Announcement

Collapse
No announcement yet.
X
  • Filter
  • Time
  • Show
Clear All
new posts

  • making a do-file run interactively

    Hello,

    I wrote a do-file that needs to be applied to many different data-sets with the risk that some things are not done properly for some data-sets. To make sure that things do run properly I had an idea of displaying a set of information created by the do-file and pausing the run until someone reads that information and hits "Y", or "N" key to continue or stop the run. More precisely (this is a simplified example), I need to make sure that two variables, say a1 and a2 sum to 1, and my do-file displays whether or not this holds for every observation. In some data-sets, these variables are named differently. My do-file reads from an excel file to know which two variables need to sum to 1. However, I need to be sure that the appropriate excel files are read, and that the excel files are appropriately formatted etc. So, I came up with a solution that I would display the list of the two variables that are supposed to add to 1 in that particular data-set. At this point, I would like my do-file to wait for confirmation or rejection. If the list of the two variables is indeed correct, I would hit "Y" upon reading that display, at which point the do-file would continue its run.

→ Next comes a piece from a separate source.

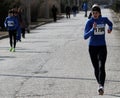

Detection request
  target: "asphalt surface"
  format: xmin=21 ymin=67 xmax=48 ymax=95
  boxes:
xmin=0 ymin=9 xmax=120 ymax=98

    Is this possible? If so, how?

    Please let me know if the above does not make sense.
    Thank you!
    Best wishes,
    Nona

  • #2
    You can check -help pause- and -help exit-.

    But, why not include the condition within an -if- (see -help ifcmd-) and have it stop when the condition is not fulfilled? (Do you really want to lose time clicking "yes" even though things are fine?) You can also use -assert-. Another approach is let it all run, and at the end, have some report, variable, etc, say something about the datasets that were problematic. There are probably many other ways to go. Users with more experience with this will chip in, for sure.
    You should:

    1. Read the FAQ carefully.

    2. "Say exactly what you typed and exactly what Stata typed (or did) in response. N.B. exactly!"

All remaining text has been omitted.